Incluyo aquí unos extractos del escritor José Luis Sampedro sobre para qué sirve escribir. Estos extractos también serán publicados por mi alter ego de la bitácora “Fragmentos” sin mis anotaciones o comentarios que muchas veces entorpecen y enmascaran el verdadero mensaje del autor original. Dice así Sampedro:
“¿Para qué se escribe? Hombre, hay quien escribe para ser famoso, para salir en la tele; hay quien escribe para ligar, para ganar dinero, pero no es de ese tipo de motivaciones de las que vamos a hablar, entre otras razones porque para ganar dinero o ser famoso hay medios más rentables. Hablemos de arte, de literatura, de necesidad vital. Yo escribo por una razón, yo diría, genética. ¿Ustedes recuerdan a Nureyev, el bailarín ruso que murió hace unos años?
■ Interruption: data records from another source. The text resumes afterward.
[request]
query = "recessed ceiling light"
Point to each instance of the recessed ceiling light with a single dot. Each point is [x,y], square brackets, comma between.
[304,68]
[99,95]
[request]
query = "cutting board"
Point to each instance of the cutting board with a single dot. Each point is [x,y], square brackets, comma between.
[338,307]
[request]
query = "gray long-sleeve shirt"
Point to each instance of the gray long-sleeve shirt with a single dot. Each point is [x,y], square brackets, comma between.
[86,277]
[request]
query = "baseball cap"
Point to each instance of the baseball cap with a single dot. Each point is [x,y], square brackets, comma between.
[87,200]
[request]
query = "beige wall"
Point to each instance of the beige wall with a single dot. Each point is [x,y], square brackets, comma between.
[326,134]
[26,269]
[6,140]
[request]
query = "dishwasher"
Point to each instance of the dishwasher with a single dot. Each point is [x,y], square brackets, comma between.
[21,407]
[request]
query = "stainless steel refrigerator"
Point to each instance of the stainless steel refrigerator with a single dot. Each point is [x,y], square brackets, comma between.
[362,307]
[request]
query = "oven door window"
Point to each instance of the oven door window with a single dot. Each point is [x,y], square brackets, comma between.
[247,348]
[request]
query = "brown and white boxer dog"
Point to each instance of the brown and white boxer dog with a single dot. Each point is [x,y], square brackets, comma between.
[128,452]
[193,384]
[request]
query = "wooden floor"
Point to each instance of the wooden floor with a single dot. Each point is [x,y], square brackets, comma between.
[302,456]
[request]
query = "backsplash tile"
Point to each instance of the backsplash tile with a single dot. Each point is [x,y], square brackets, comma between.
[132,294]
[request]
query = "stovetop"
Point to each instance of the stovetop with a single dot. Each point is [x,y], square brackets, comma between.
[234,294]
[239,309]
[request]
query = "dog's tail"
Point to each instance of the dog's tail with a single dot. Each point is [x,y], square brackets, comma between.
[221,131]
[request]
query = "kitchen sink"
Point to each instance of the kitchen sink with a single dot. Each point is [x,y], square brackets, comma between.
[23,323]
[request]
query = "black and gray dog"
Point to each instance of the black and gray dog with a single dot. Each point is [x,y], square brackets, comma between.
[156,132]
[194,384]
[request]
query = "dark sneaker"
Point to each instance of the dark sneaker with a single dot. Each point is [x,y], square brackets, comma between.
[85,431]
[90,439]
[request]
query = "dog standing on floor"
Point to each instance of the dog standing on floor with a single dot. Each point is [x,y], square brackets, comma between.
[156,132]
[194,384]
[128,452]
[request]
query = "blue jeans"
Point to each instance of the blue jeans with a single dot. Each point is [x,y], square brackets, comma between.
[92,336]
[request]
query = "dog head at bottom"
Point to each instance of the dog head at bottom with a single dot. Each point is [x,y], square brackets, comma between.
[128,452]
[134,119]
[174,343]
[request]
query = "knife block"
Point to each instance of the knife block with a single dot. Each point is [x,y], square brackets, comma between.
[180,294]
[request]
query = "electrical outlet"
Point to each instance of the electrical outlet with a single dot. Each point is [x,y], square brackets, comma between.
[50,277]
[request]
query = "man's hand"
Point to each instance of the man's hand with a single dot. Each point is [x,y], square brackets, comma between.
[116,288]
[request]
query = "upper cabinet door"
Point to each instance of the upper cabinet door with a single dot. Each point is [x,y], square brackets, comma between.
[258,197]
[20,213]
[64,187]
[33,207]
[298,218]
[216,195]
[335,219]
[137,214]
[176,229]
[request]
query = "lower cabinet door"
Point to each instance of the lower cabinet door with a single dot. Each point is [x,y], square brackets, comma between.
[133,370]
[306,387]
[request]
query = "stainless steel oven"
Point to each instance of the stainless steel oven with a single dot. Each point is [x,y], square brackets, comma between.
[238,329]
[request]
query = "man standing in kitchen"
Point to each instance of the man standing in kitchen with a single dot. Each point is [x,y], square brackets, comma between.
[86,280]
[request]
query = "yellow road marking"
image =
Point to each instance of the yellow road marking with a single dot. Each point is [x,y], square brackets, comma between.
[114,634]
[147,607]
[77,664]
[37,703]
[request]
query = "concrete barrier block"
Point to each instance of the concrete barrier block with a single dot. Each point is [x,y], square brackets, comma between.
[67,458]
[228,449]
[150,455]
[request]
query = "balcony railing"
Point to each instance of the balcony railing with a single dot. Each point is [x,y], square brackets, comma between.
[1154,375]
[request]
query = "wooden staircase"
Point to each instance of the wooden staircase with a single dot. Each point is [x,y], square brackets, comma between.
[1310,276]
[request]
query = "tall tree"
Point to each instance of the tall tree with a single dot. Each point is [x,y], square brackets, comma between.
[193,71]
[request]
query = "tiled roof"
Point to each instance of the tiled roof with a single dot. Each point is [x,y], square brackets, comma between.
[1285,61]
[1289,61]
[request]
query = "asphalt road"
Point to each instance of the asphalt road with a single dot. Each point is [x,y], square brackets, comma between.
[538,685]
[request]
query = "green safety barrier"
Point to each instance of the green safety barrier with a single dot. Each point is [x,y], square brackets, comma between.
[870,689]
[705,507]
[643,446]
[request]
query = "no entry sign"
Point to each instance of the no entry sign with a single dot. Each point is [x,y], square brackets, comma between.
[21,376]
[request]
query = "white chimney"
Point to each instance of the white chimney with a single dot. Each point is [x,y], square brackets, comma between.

En una entrevista, a la pregunta de la periodista: «¿Qué consejo daría usted a un muchacho o muchacha que quiera dedicarse al ballet?», el gran artista contestó: «Que si puede, lo deje». De lo que se deduce que para Nureyev la única razón seria para dedicarse al ballet era no poder evitarlo. Ése es exactamente mi caso con la literatura. Mi obra será buena, mala o regular, acertada o desatinada, pero la he escrito porque no podía evitarlo… // …es un esfuerzo. Pero no es un trabajo. Tal vez para entendernos mejor, deba aclararles qué entiendo yo por esfuerzo y a qué llamo yo trabajo. Para mí, el esfuerzo es dedicar energías, tiempo, movimientos, iniciativas para hacer algo, para crear algo, ya sea hacer cumbre en el Everest, diseñar una mesa de pino o escribir una novela para satisfacer una necesidad interior, por el mero placer de crear o por una pasión deportiva. El trabajo sería eso mismo, pero con intención de venderlo en el mercado para ganarse la vida, para conseguir dinero, para comer, para vivir o por afán de lucro. Es decir, la diferencia la establezco en la finalidad.”
Me parece un razonamiento bastante atractivo. Tal vez no pueda aplicarme todas y cada una de las características de las que habla pero lo que está claro que escribir en una bitácora o blog es un esfuerzo para la mayoría de nosotros y no un trabajo porque no puedo imaginarme que muchos de los que escribimos blogs estemos consiguiendo dinero por lo que publicamos de vez en cuando ¿O me equivoco?